EARLIER: How odd that PEOPLE Magazine has the exclusive trailer for Clint Eastwood’s “Juror #2.” It can’t be found anywhere else online. They can’t be possibly burying this film, right?
EDITOR’S NOTE: A little under two hours later, Warner Bros has finally posted the trailer on their YouTube channel.
It doesn’t help that Warner Bros. has given Eastwood’s film a limited November 1 theatrical bow, in very select theaters, and hasn’t announced any plans to expand it into wider release. What gives? Is Warners’ confidence that low on this film?
The trailer doesn’t make it look like a train wreck at all. In fact, it already looks like an improvement on Eastwood’s last film, 2021’s misbegotten “Cry Macho.” Will it match the quality of latter-day Eastwoods such as “Richard Jewell” and “The Mule”? For the time being, “Juror #2” is supposed to have its world premiere at AFI Fest on October 27.
Juror #2 stars Nicholas Hoult, Toni Collette, Kiefer Sutherland, JK Simmons, Chris Messina, Zoey Deutch, Gabriel Basso and Leslie Bibb. The film is set during a murder trial where one of the jurors, a “family man,” slowly realizes he killed the victim in a reckless-driving accident and tries to save the defendant without incriminating himself.

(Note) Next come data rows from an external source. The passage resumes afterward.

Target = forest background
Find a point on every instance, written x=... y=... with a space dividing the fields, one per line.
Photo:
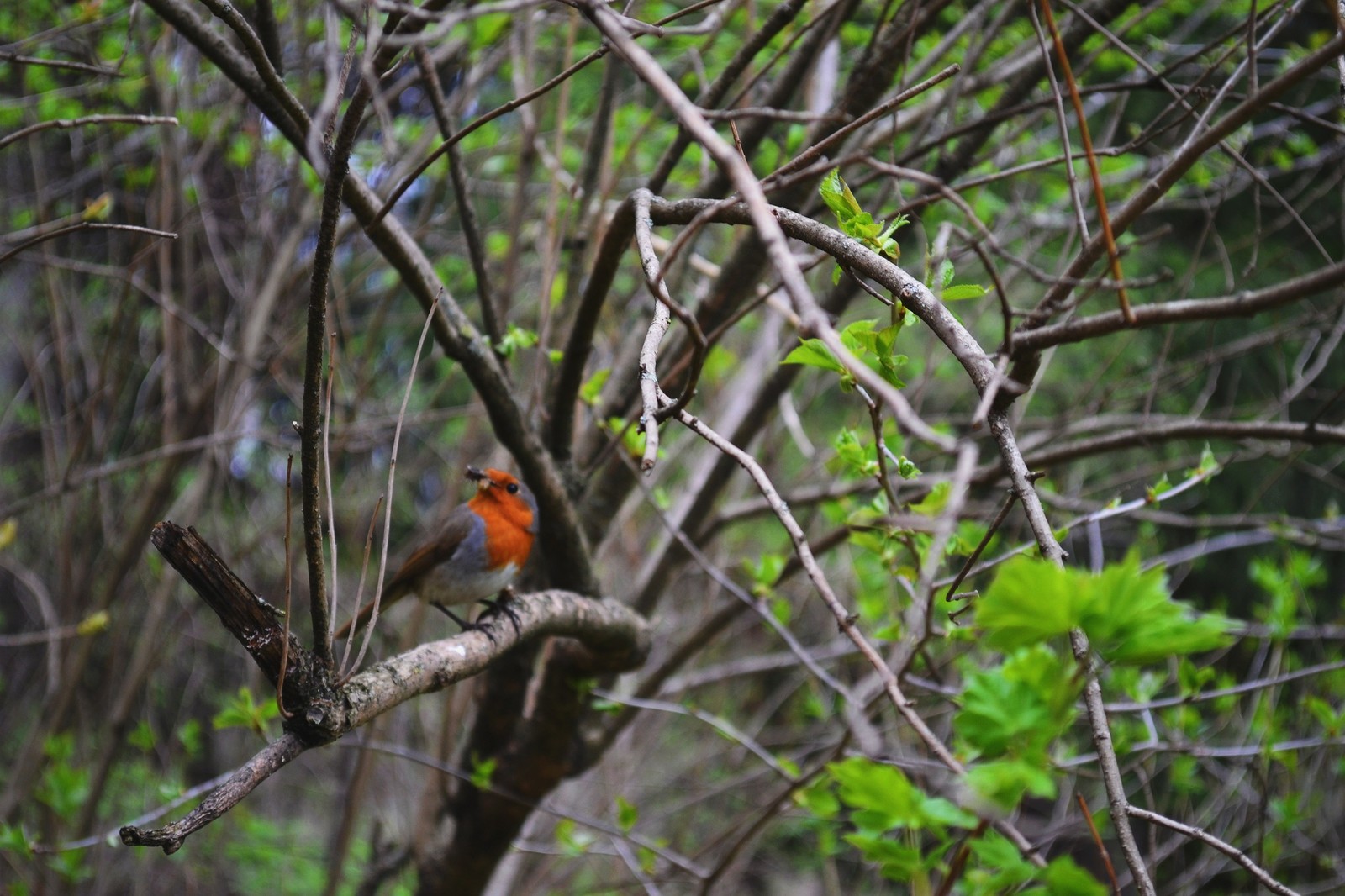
x=935 y=412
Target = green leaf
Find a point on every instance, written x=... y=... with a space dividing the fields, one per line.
x=884 y=798
x=963 y=291
x=813 y=353
x=932 y=503
x=190 y=736
x=1130 y=616
x=13 y=838
x=1019 y=708
x=1064 y=878
x=1029 y=602
x=1008 y=781
x=838 y=197
x=242 y=710
x=514 y=340
x=483 y=770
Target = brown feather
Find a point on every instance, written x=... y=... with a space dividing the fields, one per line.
x=420 y=561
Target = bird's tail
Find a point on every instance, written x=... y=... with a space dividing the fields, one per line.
x=392 y=595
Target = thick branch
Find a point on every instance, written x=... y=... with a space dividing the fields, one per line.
x=607 y=638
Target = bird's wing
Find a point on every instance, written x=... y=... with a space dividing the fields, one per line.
x=425 y=557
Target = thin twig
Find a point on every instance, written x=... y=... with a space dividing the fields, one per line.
x=84 y=120
x=1114 y=255
x=1210 y=840
x=289 y=579
x=388 y=510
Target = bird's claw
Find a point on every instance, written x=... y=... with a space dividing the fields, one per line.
x=463 y=623
x=504 y=606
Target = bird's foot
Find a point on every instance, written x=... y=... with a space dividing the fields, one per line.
x=504 y=604
x=463 y=623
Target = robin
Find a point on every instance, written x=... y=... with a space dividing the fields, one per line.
x=477 y=552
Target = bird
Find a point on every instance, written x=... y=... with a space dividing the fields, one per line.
x=477 y=552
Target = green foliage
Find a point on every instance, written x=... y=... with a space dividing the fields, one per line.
x=627 y=814
x=242 y=710
x=911 y=835
x=868 y=342
x=483 y=770
x=65 y=784
x=854 y=221
x=514 y=340
x=1126 y=613
x=1019 y=708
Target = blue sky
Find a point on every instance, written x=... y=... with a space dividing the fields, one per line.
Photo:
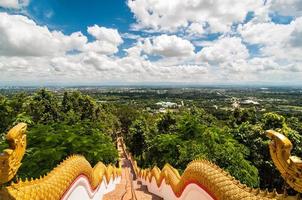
x=96 y=42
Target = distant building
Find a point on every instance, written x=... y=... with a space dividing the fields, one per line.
x=167 y=104
x=248 y=101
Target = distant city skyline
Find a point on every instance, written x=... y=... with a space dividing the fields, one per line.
x=150 y=42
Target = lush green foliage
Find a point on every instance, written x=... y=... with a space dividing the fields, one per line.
x=206 y=127
x=57 y=129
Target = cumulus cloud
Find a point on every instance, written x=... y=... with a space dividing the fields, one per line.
x=282 y=41
x=168 y=46
x=286 y=7
x=225 y=49
x=172 y=15
x=105 y=34
x=22 y=36
x=107 y=40
x=13 y=4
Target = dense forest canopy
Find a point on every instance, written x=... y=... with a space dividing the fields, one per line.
x=73 y=122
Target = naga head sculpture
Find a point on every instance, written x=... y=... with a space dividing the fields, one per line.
x=10 y=159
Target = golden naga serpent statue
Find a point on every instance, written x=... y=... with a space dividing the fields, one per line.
x=218 y=183
x=53 y=185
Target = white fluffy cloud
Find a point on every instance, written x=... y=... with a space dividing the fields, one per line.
x=107 y=40
x=14 y=4
x=282 y=41
x=22 y=36
x=171 y=15
x=225 y=49
x=168 y=46
x=287 y=7
x=105 y=34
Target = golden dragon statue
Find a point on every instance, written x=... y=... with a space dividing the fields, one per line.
x=217 y=182
x=52 y=186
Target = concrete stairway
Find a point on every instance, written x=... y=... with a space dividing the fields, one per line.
x=128 y=189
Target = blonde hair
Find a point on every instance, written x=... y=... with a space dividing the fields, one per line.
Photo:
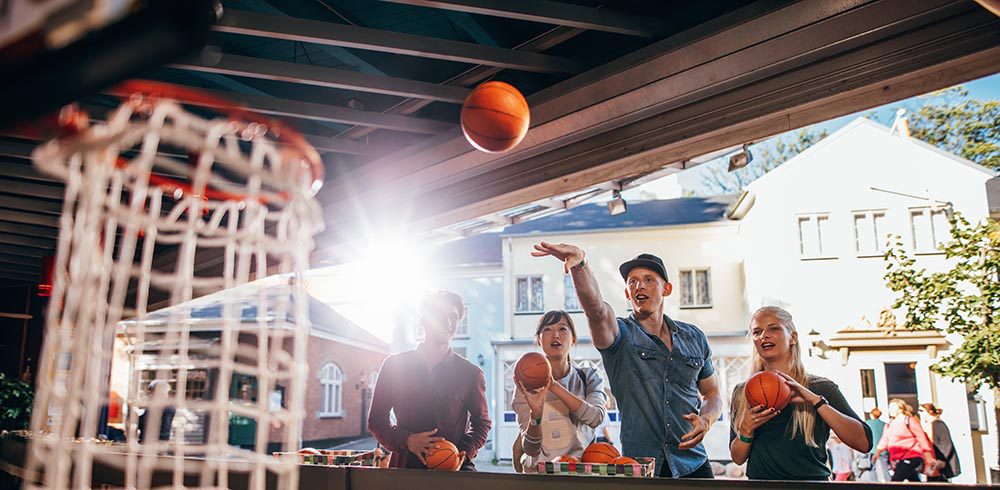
x=803 y=418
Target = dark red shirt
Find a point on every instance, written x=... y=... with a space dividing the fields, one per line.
x=451 y=398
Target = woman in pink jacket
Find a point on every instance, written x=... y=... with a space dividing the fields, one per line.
x=910 y=451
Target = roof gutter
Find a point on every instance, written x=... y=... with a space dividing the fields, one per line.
x=739 y=209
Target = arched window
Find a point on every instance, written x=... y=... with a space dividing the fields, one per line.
x=331 y=379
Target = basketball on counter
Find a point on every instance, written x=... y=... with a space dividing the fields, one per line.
x=444 y=457
x=624 y=460
x=600 y=452
x=767 y=389
x=495 y=117
x=532 y=370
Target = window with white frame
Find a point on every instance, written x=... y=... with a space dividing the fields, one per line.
x=732 y=371
x=870 y=232
x=529 y=295
x=930 y=228
x=331 y=380
x=815 y=234
x=462 y=331
x=696 y=288
x=571 y=302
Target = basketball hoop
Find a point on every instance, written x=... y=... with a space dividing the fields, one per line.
x=152 y=193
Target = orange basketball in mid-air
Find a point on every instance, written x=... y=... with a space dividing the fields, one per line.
x=532 y=370
x=624 y=460
x=600 y=452
x=767 y=389
x=444 y=458
x=495 y=117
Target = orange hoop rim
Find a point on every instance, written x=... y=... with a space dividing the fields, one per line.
x=73 y=121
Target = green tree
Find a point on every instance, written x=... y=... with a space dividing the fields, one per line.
x=963 y=299
x=952 y=121
x=767 y=156
x=16 y=398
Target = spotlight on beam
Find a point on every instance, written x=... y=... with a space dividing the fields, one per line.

Eastwood, 94, tells PEOPLE in a statement, "This is a film I would want to see, that I think a lot of people would enjoy. It looks at the gray areas between the black and white of everyday circumstances and makes you decide for yourself."
The director adds that it started with a "good script" by Jonathan Abrams and a "solid story that I thought would make a good picture." He adds, "It really intrigues me when a story places a character in a moral dilemma, and this is one that we could all imagine ourselves in or relate to in some way."
Last year, THR reported that Eastwood “wanted to find one last project in order to be able to ride off into the sunset with his head held high.” He found the script for “Juror No. 2” and said this is “the one.” The film is being called Eastwood’s “final film,” but there’s been no firm indication that it would indeed be the legendary filmmaker’s last hurrah.